If the bank wants an HPIR why cant i give one to a buyer ?

chances are if its within 50 miles ive been through it once or twice

no discount applies and its a COD service 

we did prepurchase home inspections for years so we already have NACHI


----------



## Wannabe (Oct 1, 2012)

THATS A GREAT IDEA!!!

Advertise on the radio and some cheap "penny saver" ads that you KNOW the "coverups" that the Service Companies and their Contractors do to fool the potential foreclosure buyer....

"Don't fall for the Buyer Beware and Buy As Is" Schedule your inspection asap by calling 68W30 TODAY before its to late!


----------



## BPWY (Apr 12, 2012)

Radio has not generated the first dollar in revenue for my business.

Maybe other markets would be different.


----------



## P3+ (Aug 16, 2012)

68: That is a GREAT idea! You may have just opened up a whole new market for those that are "in the know". After all, most here have seen our fair share of hacked up work on these houses. 

BP: I agree, radio does nothing for actually generating revenue. It DOES however help create a "brand" for your company. If the spot is clever enough, and you have a fancy little slogan/jingle...it does stick. Research proves it. Unfortunately, it takes time and $ before the reward of it is seen. 

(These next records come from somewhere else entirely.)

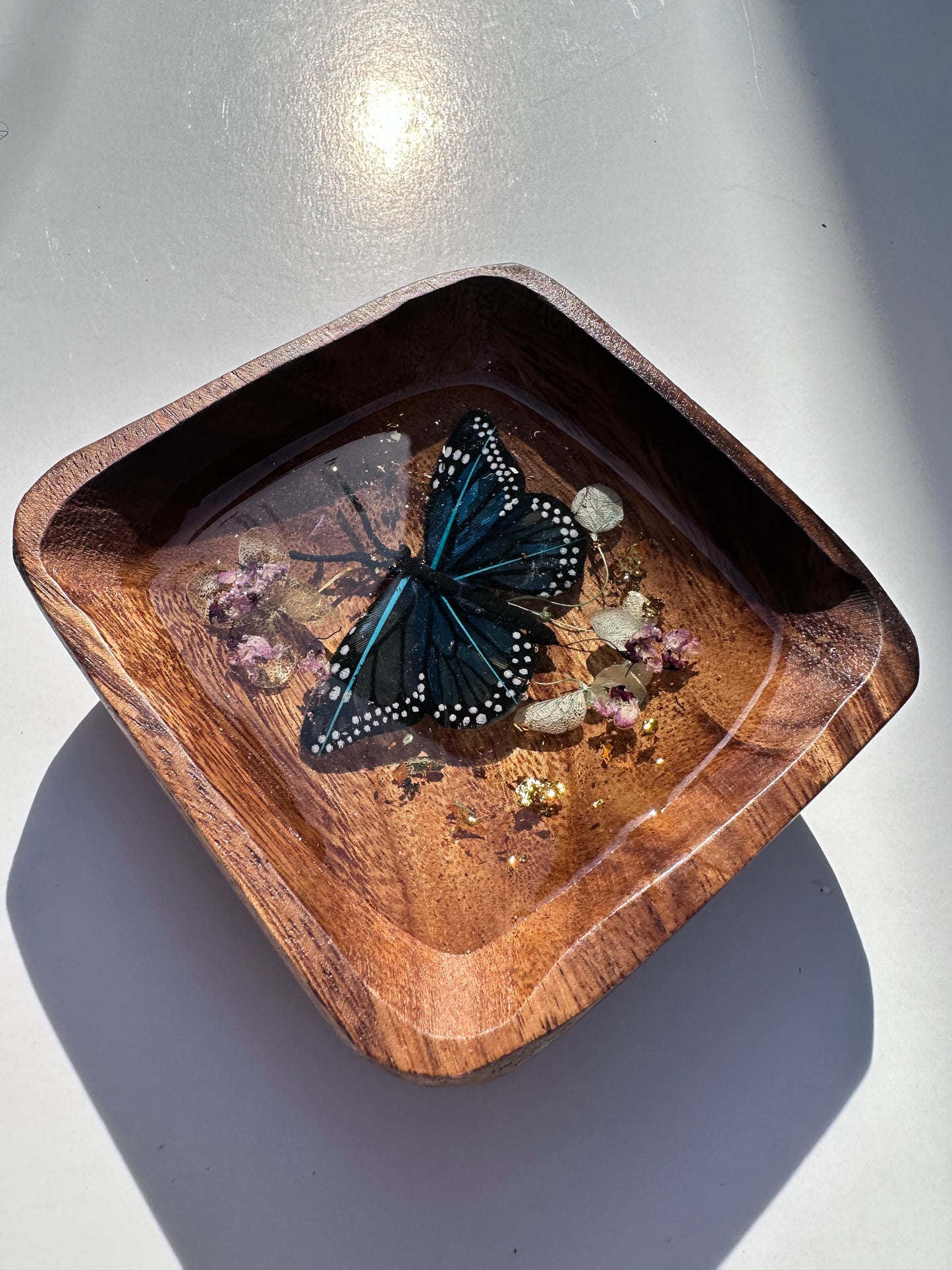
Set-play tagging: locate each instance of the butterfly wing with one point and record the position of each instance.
(476, 667)
(376, 682)
(482, 525)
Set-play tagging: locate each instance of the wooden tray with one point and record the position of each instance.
(443, 929)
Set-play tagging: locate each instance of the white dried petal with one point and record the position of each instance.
(598, 508)
(616, 626)
(557, 715)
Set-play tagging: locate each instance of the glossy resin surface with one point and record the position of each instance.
(443, 926)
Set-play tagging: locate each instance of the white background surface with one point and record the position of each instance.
(754, 193)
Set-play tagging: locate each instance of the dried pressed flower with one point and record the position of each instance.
(556, 715)
(315, 662)
(620, 691)
(260, 663)
(263, 608)
(620, 705)
(658, 649)
(616, 626)
(598, 508)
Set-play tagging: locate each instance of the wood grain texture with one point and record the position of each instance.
(413, 934)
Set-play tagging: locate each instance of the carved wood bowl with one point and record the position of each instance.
(446, 930)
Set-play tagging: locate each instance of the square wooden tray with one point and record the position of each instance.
(449, 950)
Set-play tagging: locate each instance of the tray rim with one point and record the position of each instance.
(607, 953)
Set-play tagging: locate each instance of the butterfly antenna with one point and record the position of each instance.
(364, 520)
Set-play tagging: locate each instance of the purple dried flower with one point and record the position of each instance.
(679, 648)
(244, 590)
(661, 649)
(645, 645)
(617, 704)
(253, 650)
(315, 661)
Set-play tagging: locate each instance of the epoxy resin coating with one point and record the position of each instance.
(476, 653)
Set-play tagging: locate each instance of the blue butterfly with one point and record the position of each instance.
(447, 634)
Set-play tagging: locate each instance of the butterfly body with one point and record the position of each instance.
(450, 633)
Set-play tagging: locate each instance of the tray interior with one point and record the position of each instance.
(787, 634)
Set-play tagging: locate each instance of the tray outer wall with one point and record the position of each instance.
(605, 954)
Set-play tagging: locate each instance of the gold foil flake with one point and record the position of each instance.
(540, 794)
(627, 568)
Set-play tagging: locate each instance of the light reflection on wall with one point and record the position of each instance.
(394, 123)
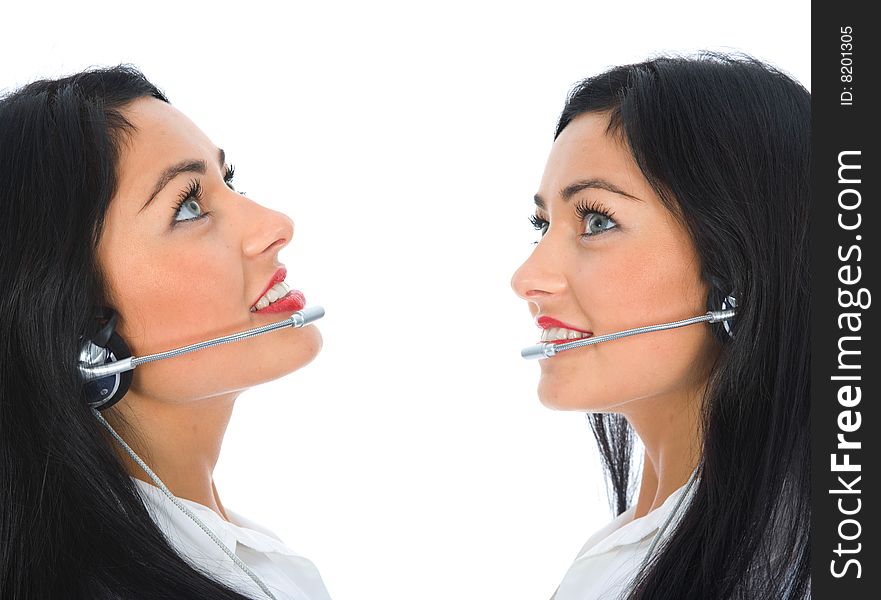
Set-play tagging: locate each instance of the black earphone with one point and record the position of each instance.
(100, 347)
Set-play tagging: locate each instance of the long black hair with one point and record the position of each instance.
(72, 524)
(725, 142)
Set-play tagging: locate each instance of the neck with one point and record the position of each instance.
(670, 430)
(179, 442)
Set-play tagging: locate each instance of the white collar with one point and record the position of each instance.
(625, 530)
(237, 530)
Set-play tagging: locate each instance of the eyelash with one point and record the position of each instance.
(583, 209)
(194, 192)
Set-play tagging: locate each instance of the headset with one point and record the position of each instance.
(724, 314)
(106, 362)
(105, 367)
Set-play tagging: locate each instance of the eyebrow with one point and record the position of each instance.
(595, 183)
(184, 166)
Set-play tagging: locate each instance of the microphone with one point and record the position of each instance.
(92, 372)
(548, 349)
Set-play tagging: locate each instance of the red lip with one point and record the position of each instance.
(550, 323)
(291, 302)
(277, 277)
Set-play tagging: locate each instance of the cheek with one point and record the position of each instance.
(622, 288)
(170, 297)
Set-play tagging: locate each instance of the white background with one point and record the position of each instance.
(411, 459)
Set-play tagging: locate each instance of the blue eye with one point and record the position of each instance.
(539, 224)
(191, 198)
(596, 219)
(190, 201)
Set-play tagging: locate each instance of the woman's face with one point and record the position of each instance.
(176, 279)
(611, 257)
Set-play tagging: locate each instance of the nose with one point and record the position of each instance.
(268, 230)
(541, 275)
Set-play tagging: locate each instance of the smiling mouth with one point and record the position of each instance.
(560, 335)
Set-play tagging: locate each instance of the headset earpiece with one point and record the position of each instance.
(729, 303)
(717, 299)
(102, 347)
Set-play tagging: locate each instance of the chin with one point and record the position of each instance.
(571, 397)
(309, 344)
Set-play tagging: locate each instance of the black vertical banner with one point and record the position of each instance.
(846, 371)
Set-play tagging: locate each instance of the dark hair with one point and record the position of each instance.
(725, 142)
(72, 524)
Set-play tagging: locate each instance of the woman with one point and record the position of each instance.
(676, 187)
(120, 217)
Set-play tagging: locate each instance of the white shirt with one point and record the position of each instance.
(607, 563)
(289, 575)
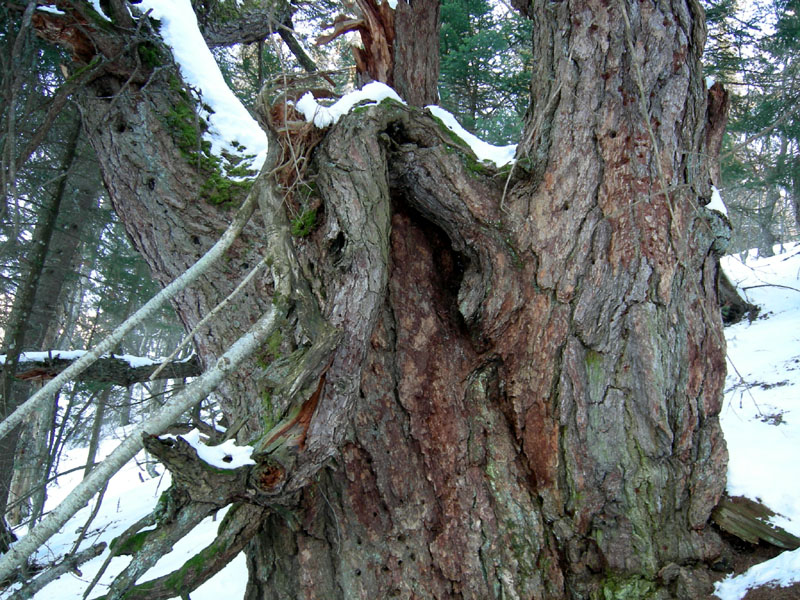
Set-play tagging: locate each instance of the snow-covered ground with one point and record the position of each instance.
(761, 419)
(761, 414)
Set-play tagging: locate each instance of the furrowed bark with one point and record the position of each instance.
(523, 398)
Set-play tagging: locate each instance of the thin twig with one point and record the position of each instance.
(189, 336)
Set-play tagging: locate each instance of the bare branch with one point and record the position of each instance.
(110, 342)
(194, 392)
(109, 369)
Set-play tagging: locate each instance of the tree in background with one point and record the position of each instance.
(471, 382)
(485, 64)
(760, 155)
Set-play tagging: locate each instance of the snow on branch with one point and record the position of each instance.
(375, 92)
(231, 125)
(191, 395)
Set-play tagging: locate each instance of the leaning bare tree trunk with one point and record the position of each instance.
(523, 399)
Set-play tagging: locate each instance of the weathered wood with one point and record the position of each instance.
(750, 521)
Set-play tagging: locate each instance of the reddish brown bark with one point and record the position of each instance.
(524, 399)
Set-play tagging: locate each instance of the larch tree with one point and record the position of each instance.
(488, 383)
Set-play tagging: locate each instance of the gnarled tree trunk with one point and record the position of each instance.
(523, 399)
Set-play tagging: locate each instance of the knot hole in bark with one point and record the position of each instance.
(425, 253)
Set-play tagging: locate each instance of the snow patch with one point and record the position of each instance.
(781, 571)
(133, 361)
(323, 116)
(230, 122)
(716, 202)
(226, 455)
(499, 155)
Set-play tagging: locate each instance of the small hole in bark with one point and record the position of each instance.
(336, 246)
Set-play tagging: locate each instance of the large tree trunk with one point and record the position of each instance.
(523, 401)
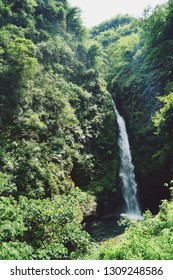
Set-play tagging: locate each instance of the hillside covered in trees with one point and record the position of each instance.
(59, 157)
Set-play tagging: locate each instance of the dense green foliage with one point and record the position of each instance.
(139, 70)
(54, 136)
(58, 152)
(149, 239)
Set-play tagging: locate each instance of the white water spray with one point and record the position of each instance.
(126, 172)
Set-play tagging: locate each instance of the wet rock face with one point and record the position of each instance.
(110, 203)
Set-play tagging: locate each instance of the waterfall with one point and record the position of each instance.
(126, 172)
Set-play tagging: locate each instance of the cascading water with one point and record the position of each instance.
(126, 172)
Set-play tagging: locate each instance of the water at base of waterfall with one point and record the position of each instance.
(126, 172)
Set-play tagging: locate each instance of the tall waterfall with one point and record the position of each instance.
(126, 172)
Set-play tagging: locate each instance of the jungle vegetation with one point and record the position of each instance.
(58, 150)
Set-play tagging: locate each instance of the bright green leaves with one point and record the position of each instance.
(163, 118)
(21, 54)
(6, 185)
(51, 227)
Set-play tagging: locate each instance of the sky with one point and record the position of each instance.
(97, 11)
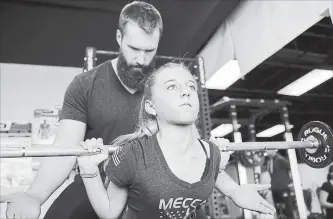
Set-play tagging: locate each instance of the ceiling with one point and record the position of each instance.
(56, 32)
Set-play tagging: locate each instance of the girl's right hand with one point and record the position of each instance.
(93, 160)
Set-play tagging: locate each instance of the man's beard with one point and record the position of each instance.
(133, 76)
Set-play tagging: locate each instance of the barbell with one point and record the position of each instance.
(314, 146)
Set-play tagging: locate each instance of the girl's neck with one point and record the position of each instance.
(175, 138)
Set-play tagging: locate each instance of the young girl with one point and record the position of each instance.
(169, 174)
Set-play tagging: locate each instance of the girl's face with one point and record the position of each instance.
(174, 96)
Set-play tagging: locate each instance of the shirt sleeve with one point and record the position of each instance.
(120, 167)
(74, 105)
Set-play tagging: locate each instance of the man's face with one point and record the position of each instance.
(137, 50)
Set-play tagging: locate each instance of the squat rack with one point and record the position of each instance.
(266, 107)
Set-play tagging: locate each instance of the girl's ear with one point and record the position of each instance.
(149, 107)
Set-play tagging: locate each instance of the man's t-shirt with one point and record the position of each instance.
(98, 99)
(328, 187)
(153, 190)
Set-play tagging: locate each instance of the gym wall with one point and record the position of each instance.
(25, 88)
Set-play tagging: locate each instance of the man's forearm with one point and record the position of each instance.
(51, 174)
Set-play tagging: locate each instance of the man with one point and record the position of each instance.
(100, 103)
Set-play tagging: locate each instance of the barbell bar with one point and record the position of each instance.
(314, 146)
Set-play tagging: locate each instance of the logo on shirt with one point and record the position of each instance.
(179, 207)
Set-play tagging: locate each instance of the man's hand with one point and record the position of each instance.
(247, 197)
(21, 205)
(92, 161)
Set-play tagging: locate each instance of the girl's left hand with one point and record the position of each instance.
(248, 197)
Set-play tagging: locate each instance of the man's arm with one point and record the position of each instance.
(54, 170)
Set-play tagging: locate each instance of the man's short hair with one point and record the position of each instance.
(142, 13)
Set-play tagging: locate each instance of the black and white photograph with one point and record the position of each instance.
(166, 109)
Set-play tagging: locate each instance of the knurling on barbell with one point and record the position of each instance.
(314, 146)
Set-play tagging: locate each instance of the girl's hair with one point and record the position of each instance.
(147, 124)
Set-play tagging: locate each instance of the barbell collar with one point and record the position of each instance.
(52, 151)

To this day, still being solicited by the "service" companies out there. I have zero regrets walking away from preservation work, the only way I'd go back is purely in rehab/repair work. Nothing else, period. It simply isn't worth the headaches, when you could be out doing things that are far more rewarding. Like this.....


----------



## 68W30 (Sep 8, 2012)

we need you to return to site as there is no closeup of a tape measure showing stud spacing and or showing nail placement LMAO


----------



## 68W30 (Sep 8, 2012)

Oh Geez what would make me laugh is reporting my own work to the owner


----------



## P3+ (Aug 16, 2012)

That whole "tape measure" picture thing is what caused me to kick SG to the curb. Our main rep clearly stated he absolutely wanted NO photos showing a tape measure in the grass, he wanted to see our equipment in the grass (harder to manipulate). So we obliged on a dozen or so properties that we "got authorizations" on over the phone. Low and behold the auditing department "reduced" our agreed upon amount for services due to lack of "verifiable photo proof of length of grass" to the tune of about $1,200. Needless to say, I lost my temper and they lost a vendor. Good riddens to them, been a fantastic 3 years without them. 
Fastforward to 7 days ago, I get a random email asking if we'd be interested in signing back on with them. Oh he$$ yes, may I please go through that BS again. 



68W30 said:


> we need you to return to site as there is no closeup of a tape measure showing stud spacing and or showing nail placement LMAO


----------



## BPWY (Apr 12, 2012)

Nice remodel job P3.


----------



## Wannabe (Oct 1, 2012)

Radio ads been working GREAT for me  Thank goodness! 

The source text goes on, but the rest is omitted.